Names for small functions: just say no... Re: Data.List.join

Wed Nov 15 13:52:38 EST 2006

I simply don't have the stamina to follow up to all the
objections to my messages. I'm posting this here in the
thread because it's a convenient point, not because Robert's
message troubles me particularly.

Evidently I'm not getting my point across, so I'll give one
more try and then call it a day (for ten years or so, then I
can look again and see if the wind has changed).

1. I don't want to remove any extant library functions --
   these have already been subsumed into the collective
   consciousness.

2. I'm not opposed to intercalate in particular, it's just
   an instance of what I perceive to be a growing problem.
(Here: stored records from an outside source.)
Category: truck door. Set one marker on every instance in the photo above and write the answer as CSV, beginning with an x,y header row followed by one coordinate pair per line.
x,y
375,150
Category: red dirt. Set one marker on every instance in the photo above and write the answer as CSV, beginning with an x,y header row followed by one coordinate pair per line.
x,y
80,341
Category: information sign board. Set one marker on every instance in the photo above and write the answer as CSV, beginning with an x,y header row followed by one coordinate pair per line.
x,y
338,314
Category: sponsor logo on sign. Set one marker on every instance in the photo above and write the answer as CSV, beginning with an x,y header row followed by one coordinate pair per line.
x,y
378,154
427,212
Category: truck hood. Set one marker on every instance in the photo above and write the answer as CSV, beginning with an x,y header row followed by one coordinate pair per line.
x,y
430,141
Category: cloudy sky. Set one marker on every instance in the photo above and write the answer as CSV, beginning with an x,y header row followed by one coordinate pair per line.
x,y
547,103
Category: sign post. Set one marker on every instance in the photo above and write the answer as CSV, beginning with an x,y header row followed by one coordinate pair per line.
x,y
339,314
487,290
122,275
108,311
3. I'm not going to be strongly opposed to any particular
   suggested small function -- each usually has the merit of
   reducing the number of tokens in the code, which with all
   else being equal would be a good thing. All else is not
   equal, though. I was going to post something more in the
   thread on adding on, in that ultimately “<comparison>
   `on` fst” is more readable than “equating”, “comparing”
   and friends, simply because of the quantity of names. But
   even of those I cannot get really excited in my
   denouncement.

I don't know for certain about anyone else, but I for one
have a limited capacity for learning arbitrary names.  I'm
pretty sure there's a limit for most people, but for some
the limit is so large that learning all the names in all the
Haskell libraries that there will be in the future won't be
a problem. Such folk aren't going to be inconvenienced in
the long run, but for feeble minded people such as myself,
the application of a brake to the proliferation of names
would be an important gain.

To draw a parallel, for most of my life I've been
intermittently trying to learn Chinese characters. There are
so many, and although there's a degree of compositionality
from radicals to whole characters, a great deal of the
relationship between any complex character and its meaning
is arbitrary. Consequently I've yet to learn enough that I
can read a single sentence in Chinese. Six years ago, I had
a Russian lodger and thought it would be fun to learn a bit
of Russian.  There's only a few more characters in Russian
than English, so I learnt them all in a couple of days (not
the order, though: that's arbitrary). After that, I found
that Russian words are often composed of prefixes that
modify the meaning of smaller words¹. Because of this, even
without trying at all hard I can already read quite a bit of
Russian.

The difference is that with Chinese characters there's a
whole lot of arbitrary symbols to learn before you can get
anywhere, while with Russian there seems to be fewer
arbitrary symbols at each level. (This isn't just me, by the
way: Chinese characters are a significant obstacle to
literacy in China -- it's even possible that was originally
deliberate -- so they use pinyin) What I'm advocating is
that when deciding whether to put something into a library
we make sure that it's worth the extra effort to the reader,
so that reading Haskell doesn't become as hard as reading
Chinese -- only as hard as Russian ;-).

To twist Gauss's snippy remark to Wilson into a rule, what I
want is no new notations without new notions. If you can
name something without controversy so that the ordinary
English (or mathematical) reading both tells the reader
immediately what the function does and is obvious to the
writer looking for it (the latter is the lesser), then it
can go in a library. Otherwise we have to consider: is there
a more powerful function that does the job? is it possible
to define the same function at a higher type? is the name
going to be more useful at a different meaning? is the named
version /really/ more readable than the expression it stands
for? And it's not always going to be possible to answer
those questions without considerable work.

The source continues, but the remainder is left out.